Oberman was inspired to reframe The Merchant of Venice drawing on her own great grandmother’s experience as a single mother in London’s East End. She and her sons – Tracy’s great-uncles -were part of the Battle of Cable Street, a watershed moment of popular resistance to fascism in Britain. The East End stood together to stop Sir Oswald Mosley’s uniformed British Union of Fascists confrontational march through this predominantly Jewish neighbourhood.
This vivid retelling reimagines Shylock as an East End matriarch, a widowed refugee from Russian pogroms. An immigrant, running a small business from a cramped house in Cable Street, she’s working to give her daughter Jessica a better life.
The play’s heroine Portia and her circle are aristocratic Fascists.

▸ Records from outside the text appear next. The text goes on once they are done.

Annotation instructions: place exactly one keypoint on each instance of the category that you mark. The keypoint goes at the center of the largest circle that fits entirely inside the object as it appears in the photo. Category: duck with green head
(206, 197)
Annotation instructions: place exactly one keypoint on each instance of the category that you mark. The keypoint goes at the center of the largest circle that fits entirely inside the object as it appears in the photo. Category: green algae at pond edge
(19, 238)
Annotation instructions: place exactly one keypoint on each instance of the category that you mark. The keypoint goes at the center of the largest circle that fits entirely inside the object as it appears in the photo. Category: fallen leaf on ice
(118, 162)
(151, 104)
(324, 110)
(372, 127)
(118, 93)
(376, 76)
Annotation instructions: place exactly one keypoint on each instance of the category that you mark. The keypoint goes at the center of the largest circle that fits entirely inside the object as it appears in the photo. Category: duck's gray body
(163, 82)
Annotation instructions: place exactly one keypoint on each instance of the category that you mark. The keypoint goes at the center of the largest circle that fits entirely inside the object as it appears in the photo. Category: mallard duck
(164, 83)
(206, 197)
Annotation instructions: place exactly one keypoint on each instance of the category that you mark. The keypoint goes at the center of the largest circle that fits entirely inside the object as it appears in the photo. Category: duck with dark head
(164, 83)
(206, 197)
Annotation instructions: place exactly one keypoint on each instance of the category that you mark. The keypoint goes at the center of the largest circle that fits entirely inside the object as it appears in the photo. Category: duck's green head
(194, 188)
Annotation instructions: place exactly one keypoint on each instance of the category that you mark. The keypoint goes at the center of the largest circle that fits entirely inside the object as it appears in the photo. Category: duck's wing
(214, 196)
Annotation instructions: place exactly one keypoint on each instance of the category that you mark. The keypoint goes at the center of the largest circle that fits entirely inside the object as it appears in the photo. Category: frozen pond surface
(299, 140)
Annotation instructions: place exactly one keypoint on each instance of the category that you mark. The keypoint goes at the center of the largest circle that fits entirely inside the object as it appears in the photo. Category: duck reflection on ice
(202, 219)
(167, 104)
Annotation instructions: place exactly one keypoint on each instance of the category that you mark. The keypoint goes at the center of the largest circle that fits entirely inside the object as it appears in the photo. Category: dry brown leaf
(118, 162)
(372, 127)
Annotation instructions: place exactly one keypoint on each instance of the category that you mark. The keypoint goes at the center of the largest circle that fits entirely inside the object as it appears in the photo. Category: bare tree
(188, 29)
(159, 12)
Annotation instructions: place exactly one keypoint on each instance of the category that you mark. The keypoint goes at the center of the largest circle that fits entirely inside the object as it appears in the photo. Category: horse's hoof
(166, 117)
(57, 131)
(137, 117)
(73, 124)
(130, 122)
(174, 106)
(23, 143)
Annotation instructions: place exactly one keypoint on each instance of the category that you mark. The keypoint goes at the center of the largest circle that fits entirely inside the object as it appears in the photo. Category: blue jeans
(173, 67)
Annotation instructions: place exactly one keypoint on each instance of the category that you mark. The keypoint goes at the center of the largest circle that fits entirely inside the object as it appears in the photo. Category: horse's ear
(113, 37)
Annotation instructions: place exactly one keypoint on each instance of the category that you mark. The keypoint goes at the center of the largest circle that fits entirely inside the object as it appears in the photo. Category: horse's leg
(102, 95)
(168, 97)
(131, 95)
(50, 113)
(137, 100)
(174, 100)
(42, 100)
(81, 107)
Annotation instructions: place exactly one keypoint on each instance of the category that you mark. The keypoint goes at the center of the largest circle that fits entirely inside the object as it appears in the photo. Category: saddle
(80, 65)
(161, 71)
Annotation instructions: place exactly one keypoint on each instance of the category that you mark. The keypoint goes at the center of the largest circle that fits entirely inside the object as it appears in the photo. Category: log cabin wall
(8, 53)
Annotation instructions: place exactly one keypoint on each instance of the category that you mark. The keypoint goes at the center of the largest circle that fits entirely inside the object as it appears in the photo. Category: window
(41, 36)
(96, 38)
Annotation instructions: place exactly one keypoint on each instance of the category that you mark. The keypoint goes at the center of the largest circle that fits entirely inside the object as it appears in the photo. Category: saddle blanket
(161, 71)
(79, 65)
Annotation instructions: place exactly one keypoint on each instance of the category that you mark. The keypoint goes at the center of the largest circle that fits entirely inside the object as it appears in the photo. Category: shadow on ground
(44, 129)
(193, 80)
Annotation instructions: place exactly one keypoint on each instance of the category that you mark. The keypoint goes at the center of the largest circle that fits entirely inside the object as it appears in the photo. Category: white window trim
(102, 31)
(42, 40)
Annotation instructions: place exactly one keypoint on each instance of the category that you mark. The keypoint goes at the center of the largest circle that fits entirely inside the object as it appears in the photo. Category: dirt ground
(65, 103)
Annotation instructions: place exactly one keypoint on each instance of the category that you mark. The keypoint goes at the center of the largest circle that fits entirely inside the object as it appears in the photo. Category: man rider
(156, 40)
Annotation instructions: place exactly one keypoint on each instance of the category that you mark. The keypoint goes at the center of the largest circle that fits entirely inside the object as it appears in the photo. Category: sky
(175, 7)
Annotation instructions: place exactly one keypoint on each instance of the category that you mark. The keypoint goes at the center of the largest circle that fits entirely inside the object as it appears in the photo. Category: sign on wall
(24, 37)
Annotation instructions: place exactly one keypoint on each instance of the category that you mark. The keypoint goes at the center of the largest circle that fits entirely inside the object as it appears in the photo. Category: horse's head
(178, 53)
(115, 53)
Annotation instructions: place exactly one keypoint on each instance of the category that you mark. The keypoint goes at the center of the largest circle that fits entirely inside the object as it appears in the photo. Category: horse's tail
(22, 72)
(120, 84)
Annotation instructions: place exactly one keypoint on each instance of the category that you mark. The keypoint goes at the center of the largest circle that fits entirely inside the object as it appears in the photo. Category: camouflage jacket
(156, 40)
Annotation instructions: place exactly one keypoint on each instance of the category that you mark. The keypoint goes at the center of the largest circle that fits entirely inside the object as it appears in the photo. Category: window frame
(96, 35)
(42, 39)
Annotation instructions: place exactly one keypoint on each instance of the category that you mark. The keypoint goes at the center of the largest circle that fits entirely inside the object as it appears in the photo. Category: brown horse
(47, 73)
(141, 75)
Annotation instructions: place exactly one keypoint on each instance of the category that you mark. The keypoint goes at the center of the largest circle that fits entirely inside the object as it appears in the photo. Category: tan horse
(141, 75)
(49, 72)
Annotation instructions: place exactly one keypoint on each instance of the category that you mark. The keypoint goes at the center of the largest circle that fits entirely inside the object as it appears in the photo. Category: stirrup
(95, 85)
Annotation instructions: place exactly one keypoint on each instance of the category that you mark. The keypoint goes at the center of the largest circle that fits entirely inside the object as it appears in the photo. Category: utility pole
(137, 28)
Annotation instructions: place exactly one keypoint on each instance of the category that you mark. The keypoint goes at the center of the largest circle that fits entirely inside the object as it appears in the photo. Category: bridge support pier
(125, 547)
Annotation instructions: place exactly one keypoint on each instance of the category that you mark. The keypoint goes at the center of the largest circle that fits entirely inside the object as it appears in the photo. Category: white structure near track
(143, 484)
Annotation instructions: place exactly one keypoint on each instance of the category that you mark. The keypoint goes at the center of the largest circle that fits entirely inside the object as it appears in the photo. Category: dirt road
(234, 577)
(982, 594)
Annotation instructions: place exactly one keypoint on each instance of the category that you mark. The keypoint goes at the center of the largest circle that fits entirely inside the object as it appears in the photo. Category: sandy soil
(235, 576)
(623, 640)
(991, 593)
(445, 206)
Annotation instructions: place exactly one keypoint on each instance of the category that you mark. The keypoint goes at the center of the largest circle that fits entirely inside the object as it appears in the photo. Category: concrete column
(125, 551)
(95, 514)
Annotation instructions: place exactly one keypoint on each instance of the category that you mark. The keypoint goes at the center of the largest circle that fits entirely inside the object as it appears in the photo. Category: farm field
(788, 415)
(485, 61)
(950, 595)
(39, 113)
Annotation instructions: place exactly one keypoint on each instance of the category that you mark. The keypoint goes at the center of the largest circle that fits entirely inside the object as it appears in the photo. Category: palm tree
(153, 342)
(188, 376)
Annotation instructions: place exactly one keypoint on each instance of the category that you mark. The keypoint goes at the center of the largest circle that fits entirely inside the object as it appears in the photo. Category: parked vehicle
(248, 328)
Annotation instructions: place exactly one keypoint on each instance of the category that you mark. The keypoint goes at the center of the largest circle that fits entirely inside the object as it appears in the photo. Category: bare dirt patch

Their playground is piano bars at the Savoy, bias cut silk gowns, white tie and tails.
Tracy Ann Oberman said, “I’ve always wanted to reclaim The Merchant and wanted to see how it would change with a female, single mother Shylock. My own great grandma and great aunts were widows, left in the East End to run the businesses and the homes, which they did with an iron fist. When I spoke about it to Brigid, she instantly got it, and said it gave a brilliant way into the problematic aspects of characters like Antonio and Portia – she saw them as aristocratic young Mosleyites, supporters of the British Union of Fascists led by Oswald Mosley. That led us to an East End Cable Street, with pawn shops and money- lending under the counter of shmatter stalls and seamstress jobs, in the weeks leading up to Mosley’s Fascist march against ‘The Jew’ in 1936.”
Director Brigid Larmour said, “The great Polish critic Jan Kott called Shakespeare ‘our contemporary.’ This fast-moving production brings together Tracy’s powerful stage presence as an actor with her courageous activism, in a story with acute contemporary resonance. Our national sense of pride in the ‘Britain stood alone’ view of 1940 can sometimes makes us forget how much support there was for fascism here in the 30s. It is dangerous to forget.”